From cf95abbf17316296d52fb35cc26a884b9179bfbf Mon Sep 17 00:00:00 2001
From: =?UTF-8?q?Cl=C3=A9ment=20ARNAUDEAU?=
Date: Fri, 31 Mar 2017 12:35:29 +0200
Subject: [PATCH] =?UTF-8?q?TG-36=20:=20LivretAPI=20->=20cr=C3=A9ation=20de?=
=?UTF-8?q?=20livret=20+=20s=C3=A9curisation?=
MIME-Version: 1.0
Content-Type: text/plain; charset=UTF-8
Content-Transfer-Encoding: 8bit
---
backend/OLA.mysql | 3 ++
backend/app/OLA_DATA.mysql | 18 -------
backend/app/api/GroupAPI.py | 26 +++++----
backend/app/api/LivretAPI.py | 98 ++++++++++++++++++----------------
backend/app/api/UserAPI.py | 24 ++++++---
backend/app/api/UserInfoAPI.py | 4 +-
backend/app/api/mailsModels.py | 19 ++++++-
7 files changed, 104 insertions(+), 88 deletions(-)
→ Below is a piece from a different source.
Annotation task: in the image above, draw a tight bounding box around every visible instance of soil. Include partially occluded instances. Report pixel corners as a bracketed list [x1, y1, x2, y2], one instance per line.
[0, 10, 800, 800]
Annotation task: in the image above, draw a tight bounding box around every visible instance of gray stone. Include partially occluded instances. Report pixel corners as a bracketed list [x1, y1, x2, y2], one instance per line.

delete mode 100644 backend/app/OLA_DATA.mysql
diff --git a/backend/OLA.mysql b/backend/OLA.mysql
index 79529a8..80d8b2c 100644
--- a/backend/OLA.mysql
+++ b/backend/OLA.mysql
@@ -66,6 +66,7 @@ CREATE TABLE IF NOT EXISTS LIVRET
contract_type INT NOT NULL,
contract_start DATE NOT NULL,
contract_end DATE NOT NULL,
+ description TEXT NOT NULL,
ressources_dir VARCHAR(512),
opened TINYINT(1) NOT NULL,
expire DATE NOT NULL,
@@ -143,3 +144,5 @@ CREATE UNIQUE INDEX user_email
ON `USER` (`email`);
CREATE UNIQUE INDEX user_hash
ON `USER` (`hash`);
+CREATE UNIQUE INDEX tutorship_unique_bygroup
+ ON `TUTORSHIP` (`group_id`, `student_id`);
diff --git a/backend/app/OLA_DATA.mysql b/backend/app/OLA_DATA.mysql
deleted file mode 100644
index 1daf4d5..0000000
--- a/backend/app/OLA_DATA.mysql
+++ /dev/null
@@ -1,18 +0,0 @@
-USE OLA;
-INSERT INTO SETTINGS VALUES ('URL_BASE_DIRECTORY', '/OLA_RESSOURCES/', 'Répertoire base pour le dépot des fichiers');
-INSERT INTO SETTINGS VALUES ('OLA_URL', 'ola.univ-tlse2.fr/', 'URL de l application');
-
-INSERT INTO `USER` VALUES (1, 'sec', '1', 'sec@univ-tlse2.fr', '01.23.45.67.89');
-INSERT INTO `USER` VALUES (2, 'etu1', '4', 'etu1@univ-tlse2.fr', '01.23.45.67.89');
-INSERT INTO `USER` VALUES (3, 'etu2', '4', 'etu2@univ-tlse2.fr', '01.23.45.67.89');
-INSERT INTO `USER` VALUES (4, 'etu3', '4', 'etu3@univ-tlse2.fr', '01.23.45.67.89');
-INSERT INTO `USER` VALUES (5, 'resp', '2-3', 'resp@univ-tlse2.fr', '01.23.45.67.89');
-INSERT INTO `USER` VALUES (6, 'tut', '3', 'tut@univ-tlse2.fr', '01.23.45.67.89');
-
-INSERT INTO `GROUP` VALUES (1, 'M2_ICE_2016-2017_TEST', '2017', 'Master2 ICE', 'Master 2 Informatique Collaborative en Entreprise', 'Sciences du chômage proffessionnel', 5, 1, '/home/dan/PycharmProjects/OLA/backend/app/OLA_RESSOURCES/M2_ICE_2016-2017_TEST');
-INSERT INTO `GROUP` VALUES (2, 'M1_ICE_2016-2017_TEST', '2017', 'Master1 ICE', 'Master 1 Informatique Collaborative en Entreprise', 'Sciences du chômage proffessionnel', 5, 1, '/home/dan/PycharmProjects/OLA/backend/app/OLA_RESSOURCES/M1_ICE_2016-2017_TEST');
-
-INSERT INTO TUTORSHIP VALUES (DEFAULT, 1, 2, 5);
-INSERT INTO TUTORSHIP VALUES (DEFAULT, 2, 4, 5);
-INSERT INTO TUTORSHIP VALUES (DEFAULT, 1, 3, 6);
-
diff --git a/backend/app/api/GroupAPI.py b/backend/app/api/GroupAPI.py
index deaa810..781b566 100644
--- a/backend/app/api/GroupAPI.py
+++ b/backend/app/api/GroupAPI.py
@@ -12,6 +12,7 @@ class GroupAPI(Resource):
"""
Group Api Resource
"""
+
@login_required(roles=[Roles.resp_formation])
def post(self):
args = request.get_json(cache=False, force=True)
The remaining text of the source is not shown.